12 Aralık 2011 Pazartesi

Saygı duyuyorum...

Türkiye'de büyük bir kesim ezberletilmiş ahlak, din ve saygı kurallarını benimsemiştir. Bunlardan biri ''Saygı duyuyorum...''.

Karşı taraftakinin dinine, düşüncesine, ideolojisine, yaptığı işlere, cinsel tercihine kısacası yaptığı ve sana ters olan her şeyi onaylamıyorsun, doğrulamıyor ve desteklemiyorsun ama saygı duyuyorsun... Peki neden?

Ben mesela geçmişi unutan, yerine göre Vahdettin'e hain diyen zihniyet, yeri geldiğinde de ''Avrupa'yı titretmiş bir milletin torunuyuz biz ulan!'' diyebiliyor. İşte bu tip insanların ciddi anlamda beyinsiz yaşamlarını sürdürebileceğine anatomik olarak inanıyorum.

Saygı duymak nedir? Hürmet göstermektir, değer verdiğimiz bir insanın adını andığımız anda ilk başta oluşan o histir. İstemsiz o duygu ile oturuşunun bile değişmesidir... Saygı duymak karşındakini ciddiyetle takdir etmektir.

Ama sen şimdi karşındakinin düşüncesi sana farklı gelecek oturup tartışmayacaksınız, doğru yol bulmak için tezler sunmayacaksınız, ''dediklerine karşıyım emme saygı duyuyorum, valla saygım sonsuz düşücenlerine...'' ya bi siktir git.

Aslında bunun gerçek sebebi ezberci eğitimdir. ''Ne alaka şimdi?'' diyebilirsiniz. Çünkü bu sistem halkın büyük bir kesimini işçi olarak yetiştiriyor. Zaten yöneticiler ve patronlar babaları ve annelerinin soy adı ile dünyaya geliyor.

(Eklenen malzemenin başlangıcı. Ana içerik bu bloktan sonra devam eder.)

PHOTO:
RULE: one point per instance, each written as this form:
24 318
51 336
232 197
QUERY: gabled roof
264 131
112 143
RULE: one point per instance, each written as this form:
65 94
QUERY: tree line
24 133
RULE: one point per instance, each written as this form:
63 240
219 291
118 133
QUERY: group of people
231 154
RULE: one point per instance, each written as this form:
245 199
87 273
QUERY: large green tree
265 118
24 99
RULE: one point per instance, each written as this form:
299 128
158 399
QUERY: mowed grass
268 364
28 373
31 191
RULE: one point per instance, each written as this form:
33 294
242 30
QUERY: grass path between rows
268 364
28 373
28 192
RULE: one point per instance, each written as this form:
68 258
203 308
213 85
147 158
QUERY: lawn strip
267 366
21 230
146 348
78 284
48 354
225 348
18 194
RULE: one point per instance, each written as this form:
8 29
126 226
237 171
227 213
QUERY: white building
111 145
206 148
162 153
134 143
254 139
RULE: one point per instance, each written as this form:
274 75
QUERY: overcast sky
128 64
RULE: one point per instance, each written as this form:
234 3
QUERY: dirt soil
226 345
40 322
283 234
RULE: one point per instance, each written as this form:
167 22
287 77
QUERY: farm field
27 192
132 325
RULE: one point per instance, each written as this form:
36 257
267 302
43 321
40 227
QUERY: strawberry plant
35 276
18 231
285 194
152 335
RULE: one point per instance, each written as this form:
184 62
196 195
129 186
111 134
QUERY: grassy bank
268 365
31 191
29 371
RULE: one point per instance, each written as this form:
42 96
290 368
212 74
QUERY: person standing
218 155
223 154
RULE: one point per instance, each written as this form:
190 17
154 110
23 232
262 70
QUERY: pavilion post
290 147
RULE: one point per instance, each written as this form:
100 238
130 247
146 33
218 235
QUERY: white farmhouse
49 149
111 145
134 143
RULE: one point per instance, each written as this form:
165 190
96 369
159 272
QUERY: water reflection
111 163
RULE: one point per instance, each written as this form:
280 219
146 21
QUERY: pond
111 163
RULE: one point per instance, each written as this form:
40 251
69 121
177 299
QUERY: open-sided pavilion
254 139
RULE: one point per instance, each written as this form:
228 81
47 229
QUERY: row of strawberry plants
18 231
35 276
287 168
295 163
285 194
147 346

Geri kalanlar işçi olduğu için o sıfatla, düşünmeden, hiçbir fikri olmadan, beyinsiz olarak hayatlarını sürdürmek birilerinin servetine servet katarlar ve ölürler...

Altının bok olduğu bir dünyada, götsüz doğan milyarlarca insana selam olsun...

P.S: Anlatmak istediğim şekilde saygı duymak ve duyulmak çok hoş bir şey değildir.

1 yorum:

  1. milletin beyninde ezbere olan o kadar çok şey var ki, bu "saygı duyuyorum" lafı en klişesi sanırım.